Buses that failed a surprise State Police inspection March 6 included buses 1, 10, 11, 20, 21 and 24, according to reports released to The Republican Journal by police. Problems cited include defective body components, brakes and doors requiring service, silent horns, suspension issues, inadequate tires, loose mirrors, broken defrosters and lights, defective emergency exits, damaged seats, steering mechanism problems, defective windshield wipers, oil leaks, uninspected fire extinguishers, defective turn signals, loose step handles and improperly stored brooms, first aid kits and chemicals.

Four district buses were noted as requiring brake service or adjustment, or requiring work on the brake lines and air hoses, though not all failed inspection because of the problems.

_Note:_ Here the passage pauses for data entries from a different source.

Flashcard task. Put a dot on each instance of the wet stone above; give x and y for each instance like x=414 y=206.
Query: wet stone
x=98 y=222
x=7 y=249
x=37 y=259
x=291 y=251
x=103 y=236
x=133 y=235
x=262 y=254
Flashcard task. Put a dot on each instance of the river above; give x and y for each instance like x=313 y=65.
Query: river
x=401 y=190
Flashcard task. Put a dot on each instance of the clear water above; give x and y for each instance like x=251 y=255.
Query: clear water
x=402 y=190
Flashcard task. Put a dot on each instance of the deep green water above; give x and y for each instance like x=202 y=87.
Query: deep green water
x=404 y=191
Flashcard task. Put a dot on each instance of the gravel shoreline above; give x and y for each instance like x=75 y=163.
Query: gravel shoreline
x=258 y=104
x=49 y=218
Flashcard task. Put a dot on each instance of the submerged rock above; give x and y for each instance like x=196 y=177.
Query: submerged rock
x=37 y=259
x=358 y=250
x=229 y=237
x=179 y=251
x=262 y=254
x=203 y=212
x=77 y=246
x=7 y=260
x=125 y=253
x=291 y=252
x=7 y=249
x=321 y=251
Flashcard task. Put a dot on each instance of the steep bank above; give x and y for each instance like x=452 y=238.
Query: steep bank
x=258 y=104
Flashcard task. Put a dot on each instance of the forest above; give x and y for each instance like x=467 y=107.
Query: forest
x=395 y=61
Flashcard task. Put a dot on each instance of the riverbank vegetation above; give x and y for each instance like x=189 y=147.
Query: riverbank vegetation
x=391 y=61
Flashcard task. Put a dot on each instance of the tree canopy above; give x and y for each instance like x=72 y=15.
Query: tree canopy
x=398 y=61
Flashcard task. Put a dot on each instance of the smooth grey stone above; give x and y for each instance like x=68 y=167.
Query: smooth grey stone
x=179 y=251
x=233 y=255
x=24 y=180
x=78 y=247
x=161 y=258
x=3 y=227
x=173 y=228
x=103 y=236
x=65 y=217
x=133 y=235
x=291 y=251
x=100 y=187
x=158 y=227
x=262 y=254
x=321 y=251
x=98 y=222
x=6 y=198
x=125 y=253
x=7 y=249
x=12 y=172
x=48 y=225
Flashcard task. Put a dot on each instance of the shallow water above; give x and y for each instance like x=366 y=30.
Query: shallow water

Each inspection was signed by then-Director of Transportation and Maintenance Kevin McAvoy, whom McLean placed on leave pending an investigation. The mechanic for the district also was placed on leave, and McLean at the time declined to name the mechanic. Interim personnel, all of whom were previously employed by the district, remain in place and no further information has been released about the investigation.

To prevent future problems, McLean said during the budget workshop that she is focused on safety of students and staff. To that end, she has suggested additional positions, including an assistant principal at Capt. Albert Stevens School, a full-time elementary school nurse (currently there are two full-time nurses serving five elementary schools), and another mechanic, as well as more support for the transportation department.

Several directors wondered about the criteria and said it was the first time they were hearing about a "safety screen" being applied to the budget. Director Charlie Gray went a step further and asked if there is "a crisis in our schools that we are concerned about safety?" Board members spoke about national safety concerns but did not cite specific local safety issues of concern.

The RSU 71 Board of Directors has another budget workshop scheduled for Monday, April 1, during which transportation is expected to be discussed. All workshops and meetings are open to the public.